The AtLAST team lowering the weather tower at site I on the Chajnantor plateau. (Cover Image Source: AtLAST Observatory)
The AtLAST team lowering the weather tower at site I on the Chajnantor plateau. (Cover Image Source: AtLAST Observatory)

Astronomers are designing a telescope that they hope will help uncover the half of the universe that remains shrouded in dust. The telescope has been named the Atacama Large Aperture Submillimeter Telescope (AtLAST)—a giant 50-meter observatory. It will sit at a location near the existing ALMA array, high in Chile's Atacama Desert, and peer into dust-covered regions that cannot be seen with ordinary telescopes.
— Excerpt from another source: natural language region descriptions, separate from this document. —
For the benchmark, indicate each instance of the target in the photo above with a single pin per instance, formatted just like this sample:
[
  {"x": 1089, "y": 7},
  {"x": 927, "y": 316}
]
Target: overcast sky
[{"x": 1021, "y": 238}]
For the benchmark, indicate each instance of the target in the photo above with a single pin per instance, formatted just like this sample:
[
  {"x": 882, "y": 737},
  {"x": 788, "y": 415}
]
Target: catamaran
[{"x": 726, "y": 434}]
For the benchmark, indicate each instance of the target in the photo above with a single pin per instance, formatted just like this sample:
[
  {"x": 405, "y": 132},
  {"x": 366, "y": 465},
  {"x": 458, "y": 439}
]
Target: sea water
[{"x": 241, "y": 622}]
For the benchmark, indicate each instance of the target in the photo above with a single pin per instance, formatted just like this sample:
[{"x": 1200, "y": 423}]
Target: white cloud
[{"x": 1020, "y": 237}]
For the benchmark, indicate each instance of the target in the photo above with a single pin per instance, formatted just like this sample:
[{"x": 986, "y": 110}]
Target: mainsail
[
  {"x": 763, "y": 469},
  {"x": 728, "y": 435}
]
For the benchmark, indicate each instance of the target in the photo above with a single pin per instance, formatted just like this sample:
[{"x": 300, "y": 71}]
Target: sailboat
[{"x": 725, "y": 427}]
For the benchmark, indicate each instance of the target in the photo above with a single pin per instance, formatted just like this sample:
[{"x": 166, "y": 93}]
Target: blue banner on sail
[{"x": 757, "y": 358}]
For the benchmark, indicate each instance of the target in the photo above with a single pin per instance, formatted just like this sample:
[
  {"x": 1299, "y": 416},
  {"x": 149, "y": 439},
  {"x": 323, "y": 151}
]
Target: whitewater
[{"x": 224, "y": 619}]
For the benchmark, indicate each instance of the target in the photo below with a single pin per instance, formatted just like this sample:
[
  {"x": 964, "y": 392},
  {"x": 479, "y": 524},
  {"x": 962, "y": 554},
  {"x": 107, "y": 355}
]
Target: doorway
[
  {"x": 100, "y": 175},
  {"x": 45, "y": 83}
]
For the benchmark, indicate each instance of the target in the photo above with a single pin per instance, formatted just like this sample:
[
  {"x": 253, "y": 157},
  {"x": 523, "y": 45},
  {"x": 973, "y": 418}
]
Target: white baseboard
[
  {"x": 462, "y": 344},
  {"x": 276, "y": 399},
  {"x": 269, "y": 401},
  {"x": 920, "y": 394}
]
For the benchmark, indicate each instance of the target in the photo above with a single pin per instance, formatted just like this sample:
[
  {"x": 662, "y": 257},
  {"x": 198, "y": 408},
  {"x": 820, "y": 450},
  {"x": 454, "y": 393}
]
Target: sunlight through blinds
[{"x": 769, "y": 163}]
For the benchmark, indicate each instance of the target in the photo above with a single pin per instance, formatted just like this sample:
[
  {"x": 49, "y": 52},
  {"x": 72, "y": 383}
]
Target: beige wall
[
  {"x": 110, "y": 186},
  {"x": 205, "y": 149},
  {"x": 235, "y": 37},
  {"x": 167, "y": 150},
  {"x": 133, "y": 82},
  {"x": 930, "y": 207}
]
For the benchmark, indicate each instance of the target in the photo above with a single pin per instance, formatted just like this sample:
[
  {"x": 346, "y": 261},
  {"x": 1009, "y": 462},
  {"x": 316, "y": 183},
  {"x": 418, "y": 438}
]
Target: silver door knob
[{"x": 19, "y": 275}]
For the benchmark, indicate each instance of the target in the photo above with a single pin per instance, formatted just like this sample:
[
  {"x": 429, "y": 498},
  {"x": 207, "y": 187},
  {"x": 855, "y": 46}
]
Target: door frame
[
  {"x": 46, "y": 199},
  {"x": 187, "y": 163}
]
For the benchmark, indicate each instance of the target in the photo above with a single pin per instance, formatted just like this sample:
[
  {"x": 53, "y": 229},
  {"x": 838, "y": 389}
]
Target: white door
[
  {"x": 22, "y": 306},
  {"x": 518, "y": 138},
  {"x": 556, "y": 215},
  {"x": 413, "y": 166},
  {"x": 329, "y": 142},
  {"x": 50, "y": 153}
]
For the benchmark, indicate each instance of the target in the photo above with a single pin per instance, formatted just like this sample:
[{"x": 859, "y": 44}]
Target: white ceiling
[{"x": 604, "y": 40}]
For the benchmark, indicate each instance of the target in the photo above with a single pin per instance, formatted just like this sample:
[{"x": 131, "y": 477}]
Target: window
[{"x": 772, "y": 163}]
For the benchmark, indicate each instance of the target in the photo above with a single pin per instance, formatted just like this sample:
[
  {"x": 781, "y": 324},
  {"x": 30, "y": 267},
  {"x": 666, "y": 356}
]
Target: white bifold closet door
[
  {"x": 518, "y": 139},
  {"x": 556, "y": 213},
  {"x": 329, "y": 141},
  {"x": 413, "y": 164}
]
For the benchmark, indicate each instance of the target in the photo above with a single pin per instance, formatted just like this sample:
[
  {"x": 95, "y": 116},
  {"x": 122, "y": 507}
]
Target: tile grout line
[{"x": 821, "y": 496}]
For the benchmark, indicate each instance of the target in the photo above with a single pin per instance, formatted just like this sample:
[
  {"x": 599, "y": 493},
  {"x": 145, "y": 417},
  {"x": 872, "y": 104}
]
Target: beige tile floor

Unlike other mega-science projects, AtLAST’s creators want to operate the facility entirely without relying on fossil fuels.

Like a celestial blanket the Milky Way forms an arc high above the antennas of the Atacama Large Millimeter/submillimeter Array (Image Source: ALMA Observatory)
Like a celestial blanket the Milky Way forms an arc high above the antennas of the Atacama Large Millimeter/submillimeter Array (Image Source: ALMA Observatory)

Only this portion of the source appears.